Oriana and the Three Werebears

 

 

 

Oriana Ricci pounded her fist upon the small plane’s instrument control panel.

Once, twice, three times. Nothing changed.

...bam, bam, bam...

“Please, God. No.”

Despite her desperate pleas to the good Lord, all her flight indicators continued to die. Gauge needles plummeted, electronic screens blanked out, and lights flickered and dimmed. It was as if some invisible force flipped the switches and turned the damn plane off.

“Shit! Shit! Shit!”

First the radio, and now this.

Despite the loss of power to the control panel, she was still in the air—thankfully. But who knew for how long?

She needed to land. Now.

The terrain of the Kodiak National Wildlife Refuge spread out beneath her, and she was smack dab in the middle of its vast wilderness. Thanking God, the universe, and her late father’s foresight for purchasing an amphibious aircraft that could land on both land and water, she glanced out the window, hoping, wishing, and praying for a safe place to put down.
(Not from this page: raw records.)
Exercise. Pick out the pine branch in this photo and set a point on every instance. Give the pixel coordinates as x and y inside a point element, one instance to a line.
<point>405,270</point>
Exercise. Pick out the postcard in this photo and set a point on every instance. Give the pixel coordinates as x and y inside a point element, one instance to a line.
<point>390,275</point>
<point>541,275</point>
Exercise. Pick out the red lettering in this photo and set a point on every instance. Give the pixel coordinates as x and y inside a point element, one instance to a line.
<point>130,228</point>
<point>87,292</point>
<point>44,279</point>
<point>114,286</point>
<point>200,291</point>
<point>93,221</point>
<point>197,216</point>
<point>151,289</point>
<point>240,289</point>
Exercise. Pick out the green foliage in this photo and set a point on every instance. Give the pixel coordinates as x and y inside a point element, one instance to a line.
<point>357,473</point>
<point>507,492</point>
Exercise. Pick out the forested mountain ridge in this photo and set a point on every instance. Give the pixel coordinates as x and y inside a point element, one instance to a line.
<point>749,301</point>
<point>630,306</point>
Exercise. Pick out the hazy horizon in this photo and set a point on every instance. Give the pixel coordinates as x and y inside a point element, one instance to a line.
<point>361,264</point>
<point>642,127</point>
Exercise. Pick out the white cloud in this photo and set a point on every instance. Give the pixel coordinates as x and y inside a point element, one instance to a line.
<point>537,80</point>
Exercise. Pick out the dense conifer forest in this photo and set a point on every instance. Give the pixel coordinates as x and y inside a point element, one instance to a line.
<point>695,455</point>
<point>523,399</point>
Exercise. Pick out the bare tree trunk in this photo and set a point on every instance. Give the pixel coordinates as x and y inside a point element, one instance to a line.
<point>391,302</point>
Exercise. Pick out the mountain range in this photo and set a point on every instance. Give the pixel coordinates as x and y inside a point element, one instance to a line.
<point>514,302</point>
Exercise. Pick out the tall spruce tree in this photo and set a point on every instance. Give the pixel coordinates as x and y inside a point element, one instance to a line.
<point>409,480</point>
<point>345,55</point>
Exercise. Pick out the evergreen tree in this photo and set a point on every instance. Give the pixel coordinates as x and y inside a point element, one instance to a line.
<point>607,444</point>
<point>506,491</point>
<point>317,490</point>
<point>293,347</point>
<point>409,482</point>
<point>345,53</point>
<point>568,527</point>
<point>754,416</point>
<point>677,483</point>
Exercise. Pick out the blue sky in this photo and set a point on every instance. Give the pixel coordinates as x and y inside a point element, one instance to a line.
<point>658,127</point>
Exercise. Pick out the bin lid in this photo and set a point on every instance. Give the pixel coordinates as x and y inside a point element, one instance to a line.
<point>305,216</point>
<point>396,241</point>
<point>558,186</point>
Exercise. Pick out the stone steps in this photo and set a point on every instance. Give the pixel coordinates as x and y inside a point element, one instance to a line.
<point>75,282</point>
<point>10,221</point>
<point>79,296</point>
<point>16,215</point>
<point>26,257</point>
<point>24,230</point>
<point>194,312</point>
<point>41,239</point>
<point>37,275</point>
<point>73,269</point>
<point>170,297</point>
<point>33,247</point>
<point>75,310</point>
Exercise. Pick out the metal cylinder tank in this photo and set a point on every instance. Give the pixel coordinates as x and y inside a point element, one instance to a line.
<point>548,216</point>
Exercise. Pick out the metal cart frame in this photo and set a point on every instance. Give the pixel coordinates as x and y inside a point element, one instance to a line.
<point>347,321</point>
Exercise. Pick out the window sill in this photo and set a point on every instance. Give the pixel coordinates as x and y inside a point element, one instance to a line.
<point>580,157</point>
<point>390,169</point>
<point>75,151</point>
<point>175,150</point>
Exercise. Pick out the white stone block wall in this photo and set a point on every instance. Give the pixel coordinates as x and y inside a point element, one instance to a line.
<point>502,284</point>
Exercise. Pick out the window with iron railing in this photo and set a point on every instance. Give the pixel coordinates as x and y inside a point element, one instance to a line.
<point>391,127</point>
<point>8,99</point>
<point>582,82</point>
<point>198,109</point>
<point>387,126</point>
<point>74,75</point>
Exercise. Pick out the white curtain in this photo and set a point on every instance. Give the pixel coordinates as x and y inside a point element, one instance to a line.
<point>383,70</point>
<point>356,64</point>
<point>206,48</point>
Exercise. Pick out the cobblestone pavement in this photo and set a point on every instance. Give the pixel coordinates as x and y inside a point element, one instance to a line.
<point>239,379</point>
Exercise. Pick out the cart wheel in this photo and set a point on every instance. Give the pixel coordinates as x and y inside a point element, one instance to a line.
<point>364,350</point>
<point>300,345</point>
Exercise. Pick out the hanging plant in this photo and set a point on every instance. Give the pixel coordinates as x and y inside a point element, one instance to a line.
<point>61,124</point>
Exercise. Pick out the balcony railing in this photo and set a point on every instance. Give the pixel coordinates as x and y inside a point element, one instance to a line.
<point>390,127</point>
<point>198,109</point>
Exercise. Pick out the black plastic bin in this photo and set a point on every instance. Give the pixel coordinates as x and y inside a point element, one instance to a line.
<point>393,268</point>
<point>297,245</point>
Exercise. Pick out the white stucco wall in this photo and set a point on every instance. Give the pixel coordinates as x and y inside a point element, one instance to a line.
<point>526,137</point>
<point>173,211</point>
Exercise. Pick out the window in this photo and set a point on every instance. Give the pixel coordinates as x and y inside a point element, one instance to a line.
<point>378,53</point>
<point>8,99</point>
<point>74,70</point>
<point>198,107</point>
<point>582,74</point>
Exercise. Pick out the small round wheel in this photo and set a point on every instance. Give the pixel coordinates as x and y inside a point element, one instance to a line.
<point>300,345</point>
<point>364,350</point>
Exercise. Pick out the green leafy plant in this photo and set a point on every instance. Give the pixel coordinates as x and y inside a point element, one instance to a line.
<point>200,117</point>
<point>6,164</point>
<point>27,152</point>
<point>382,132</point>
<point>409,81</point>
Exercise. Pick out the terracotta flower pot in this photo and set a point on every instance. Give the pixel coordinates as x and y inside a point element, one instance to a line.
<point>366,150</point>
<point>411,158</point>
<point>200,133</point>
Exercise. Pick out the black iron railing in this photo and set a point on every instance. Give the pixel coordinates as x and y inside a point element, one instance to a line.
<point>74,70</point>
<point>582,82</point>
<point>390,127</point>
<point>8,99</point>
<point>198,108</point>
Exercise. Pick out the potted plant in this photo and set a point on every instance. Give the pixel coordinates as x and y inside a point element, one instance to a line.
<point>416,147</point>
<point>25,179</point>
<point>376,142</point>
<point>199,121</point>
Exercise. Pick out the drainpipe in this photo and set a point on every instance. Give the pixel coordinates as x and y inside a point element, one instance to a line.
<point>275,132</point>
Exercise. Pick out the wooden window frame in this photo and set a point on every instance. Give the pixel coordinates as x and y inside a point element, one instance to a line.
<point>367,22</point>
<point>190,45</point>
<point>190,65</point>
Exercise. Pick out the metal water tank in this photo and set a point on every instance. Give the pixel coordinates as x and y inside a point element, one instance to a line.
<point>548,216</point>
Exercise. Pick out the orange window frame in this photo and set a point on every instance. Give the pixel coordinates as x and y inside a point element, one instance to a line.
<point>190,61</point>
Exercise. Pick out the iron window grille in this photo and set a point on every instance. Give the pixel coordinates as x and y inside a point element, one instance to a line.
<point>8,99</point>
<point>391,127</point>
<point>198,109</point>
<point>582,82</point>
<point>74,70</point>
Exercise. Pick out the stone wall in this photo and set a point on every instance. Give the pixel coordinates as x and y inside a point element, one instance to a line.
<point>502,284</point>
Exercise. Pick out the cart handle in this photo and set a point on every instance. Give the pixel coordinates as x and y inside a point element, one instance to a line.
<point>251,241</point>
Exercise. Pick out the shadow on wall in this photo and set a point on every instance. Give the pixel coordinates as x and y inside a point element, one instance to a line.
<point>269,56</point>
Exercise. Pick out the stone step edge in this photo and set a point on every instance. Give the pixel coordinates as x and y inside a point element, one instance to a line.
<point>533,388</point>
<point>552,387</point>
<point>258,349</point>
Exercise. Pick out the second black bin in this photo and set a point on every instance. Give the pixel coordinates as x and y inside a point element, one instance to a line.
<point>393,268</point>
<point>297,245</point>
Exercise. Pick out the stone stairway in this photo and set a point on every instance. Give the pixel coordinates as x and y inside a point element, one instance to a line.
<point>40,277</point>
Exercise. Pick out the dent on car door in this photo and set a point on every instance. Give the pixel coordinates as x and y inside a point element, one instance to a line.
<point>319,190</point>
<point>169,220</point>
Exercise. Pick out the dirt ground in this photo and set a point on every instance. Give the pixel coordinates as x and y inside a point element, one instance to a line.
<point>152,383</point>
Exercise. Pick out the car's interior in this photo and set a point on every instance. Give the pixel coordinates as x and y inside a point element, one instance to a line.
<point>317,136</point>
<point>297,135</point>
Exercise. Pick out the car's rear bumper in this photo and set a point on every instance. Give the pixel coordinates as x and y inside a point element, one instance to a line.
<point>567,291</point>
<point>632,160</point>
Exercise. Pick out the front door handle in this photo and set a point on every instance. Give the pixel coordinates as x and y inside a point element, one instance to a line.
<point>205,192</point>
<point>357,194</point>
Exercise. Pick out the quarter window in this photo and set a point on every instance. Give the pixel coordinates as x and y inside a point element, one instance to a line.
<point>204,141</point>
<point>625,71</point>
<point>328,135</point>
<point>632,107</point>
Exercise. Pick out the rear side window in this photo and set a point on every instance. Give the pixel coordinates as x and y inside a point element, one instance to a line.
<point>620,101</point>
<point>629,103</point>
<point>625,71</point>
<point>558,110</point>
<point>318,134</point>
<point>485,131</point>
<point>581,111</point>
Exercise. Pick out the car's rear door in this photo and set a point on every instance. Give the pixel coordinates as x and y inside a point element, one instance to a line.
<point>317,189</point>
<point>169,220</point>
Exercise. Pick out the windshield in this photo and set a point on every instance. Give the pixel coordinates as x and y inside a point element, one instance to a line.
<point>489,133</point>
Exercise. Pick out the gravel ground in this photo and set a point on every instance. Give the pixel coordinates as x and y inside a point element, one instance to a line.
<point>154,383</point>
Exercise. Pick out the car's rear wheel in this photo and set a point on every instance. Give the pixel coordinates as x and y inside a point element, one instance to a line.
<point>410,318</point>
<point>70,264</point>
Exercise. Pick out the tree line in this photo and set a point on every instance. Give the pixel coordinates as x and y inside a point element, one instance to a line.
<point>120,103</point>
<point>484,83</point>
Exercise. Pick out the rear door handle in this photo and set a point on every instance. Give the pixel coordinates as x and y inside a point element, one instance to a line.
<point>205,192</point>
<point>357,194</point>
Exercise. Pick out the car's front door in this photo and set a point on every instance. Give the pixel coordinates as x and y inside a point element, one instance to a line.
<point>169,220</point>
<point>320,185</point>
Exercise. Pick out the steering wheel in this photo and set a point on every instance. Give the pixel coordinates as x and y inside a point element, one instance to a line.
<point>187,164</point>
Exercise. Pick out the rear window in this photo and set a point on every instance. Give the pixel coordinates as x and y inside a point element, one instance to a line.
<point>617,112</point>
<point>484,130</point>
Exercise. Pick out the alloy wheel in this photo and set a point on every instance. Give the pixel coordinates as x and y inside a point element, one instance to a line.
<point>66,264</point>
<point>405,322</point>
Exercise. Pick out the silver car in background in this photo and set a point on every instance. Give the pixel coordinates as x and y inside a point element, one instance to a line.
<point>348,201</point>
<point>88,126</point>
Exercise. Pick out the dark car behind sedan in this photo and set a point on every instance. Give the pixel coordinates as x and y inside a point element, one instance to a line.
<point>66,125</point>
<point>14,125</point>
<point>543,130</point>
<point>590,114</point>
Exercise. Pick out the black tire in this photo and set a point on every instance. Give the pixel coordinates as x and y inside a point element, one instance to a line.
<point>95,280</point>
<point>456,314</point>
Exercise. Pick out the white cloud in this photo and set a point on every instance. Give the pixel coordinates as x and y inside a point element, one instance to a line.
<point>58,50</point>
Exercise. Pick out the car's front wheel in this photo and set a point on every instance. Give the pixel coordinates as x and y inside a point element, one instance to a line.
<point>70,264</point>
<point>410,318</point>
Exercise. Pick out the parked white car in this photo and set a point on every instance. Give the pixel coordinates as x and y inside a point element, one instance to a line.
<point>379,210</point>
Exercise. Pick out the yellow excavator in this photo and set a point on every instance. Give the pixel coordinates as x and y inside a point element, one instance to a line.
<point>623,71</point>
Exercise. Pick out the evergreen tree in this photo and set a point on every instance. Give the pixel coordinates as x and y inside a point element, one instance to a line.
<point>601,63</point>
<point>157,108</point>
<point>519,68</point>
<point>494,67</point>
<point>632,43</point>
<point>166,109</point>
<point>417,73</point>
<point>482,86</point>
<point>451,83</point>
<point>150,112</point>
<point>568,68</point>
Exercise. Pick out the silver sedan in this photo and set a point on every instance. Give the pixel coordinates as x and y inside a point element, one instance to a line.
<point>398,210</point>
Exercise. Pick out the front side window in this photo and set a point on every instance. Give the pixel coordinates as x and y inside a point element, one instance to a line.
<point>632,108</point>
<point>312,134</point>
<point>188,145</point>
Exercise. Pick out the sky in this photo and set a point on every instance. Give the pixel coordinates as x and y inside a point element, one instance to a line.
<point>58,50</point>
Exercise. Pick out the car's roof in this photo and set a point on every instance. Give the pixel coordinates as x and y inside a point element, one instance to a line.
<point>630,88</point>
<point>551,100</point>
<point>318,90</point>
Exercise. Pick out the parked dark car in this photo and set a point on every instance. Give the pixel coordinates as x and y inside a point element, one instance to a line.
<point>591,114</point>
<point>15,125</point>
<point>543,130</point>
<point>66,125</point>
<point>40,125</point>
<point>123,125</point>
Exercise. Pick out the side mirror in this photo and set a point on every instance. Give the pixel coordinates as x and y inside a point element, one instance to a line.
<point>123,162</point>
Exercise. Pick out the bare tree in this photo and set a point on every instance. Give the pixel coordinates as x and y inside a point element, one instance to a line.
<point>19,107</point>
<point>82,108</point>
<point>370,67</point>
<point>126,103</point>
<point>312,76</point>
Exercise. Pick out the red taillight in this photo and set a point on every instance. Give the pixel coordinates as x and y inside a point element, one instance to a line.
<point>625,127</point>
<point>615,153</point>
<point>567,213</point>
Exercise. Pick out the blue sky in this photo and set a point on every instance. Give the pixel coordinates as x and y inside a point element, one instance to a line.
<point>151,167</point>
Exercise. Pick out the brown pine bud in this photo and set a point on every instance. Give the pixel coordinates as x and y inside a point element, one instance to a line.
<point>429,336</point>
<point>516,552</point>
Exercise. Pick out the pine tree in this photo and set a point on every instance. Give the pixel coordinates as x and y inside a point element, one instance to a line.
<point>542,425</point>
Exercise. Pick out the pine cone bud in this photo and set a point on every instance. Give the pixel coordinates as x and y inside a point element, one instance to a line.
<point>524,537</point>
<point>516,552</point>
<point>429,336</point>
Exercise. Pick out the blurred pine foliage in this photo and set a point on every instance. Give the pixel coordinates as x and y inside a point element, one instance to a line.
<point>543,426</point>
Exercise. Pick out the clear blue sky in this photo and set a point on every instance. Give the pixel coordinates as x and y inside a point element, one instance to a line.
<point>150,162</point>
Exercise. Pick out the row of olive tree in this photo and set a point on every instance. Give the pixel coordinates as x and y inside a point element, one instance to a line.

If she could land, she could check the plane and try to figure out why her controls gave out. Though she was no aircraft mechanic, her father had been a wealth of knowledge in her youth. He’d imparted some basic maintenance and repair when he had taught her how to fly the damn plane.

“God, I hate Alaska. I hate this fucking island!”

She hated the cold. She hated the rain. And there seemed to be a never-ending cycle of both in the Kodiak Archipelago. Who could appreciate the beauty of the place when one was miserably cold and wet all the time?

“I should have left.”

Though it was the middle of summer, it was averaging, what? Between 55 and 60 degrees Fahrenheit? To think, she could be somewhere hot right now: Florida, Arizona—or even back in California. But no, even though her dad had been dead and gone for over a year, she couldn’t bring herself to move away or sell her father’s plane.

It was all she had left to remember her father by. The plane and his business—which specialized in transporting passengers and delivering supplies to the few remote towns and villages located on Kodiak Island, as well as the other near-by surrounding islands located in the borough.

Suddenly, the engine began to sputter and the plane pitched.

Shit! This can’t be happening.”

She had to find a place to land. Right now.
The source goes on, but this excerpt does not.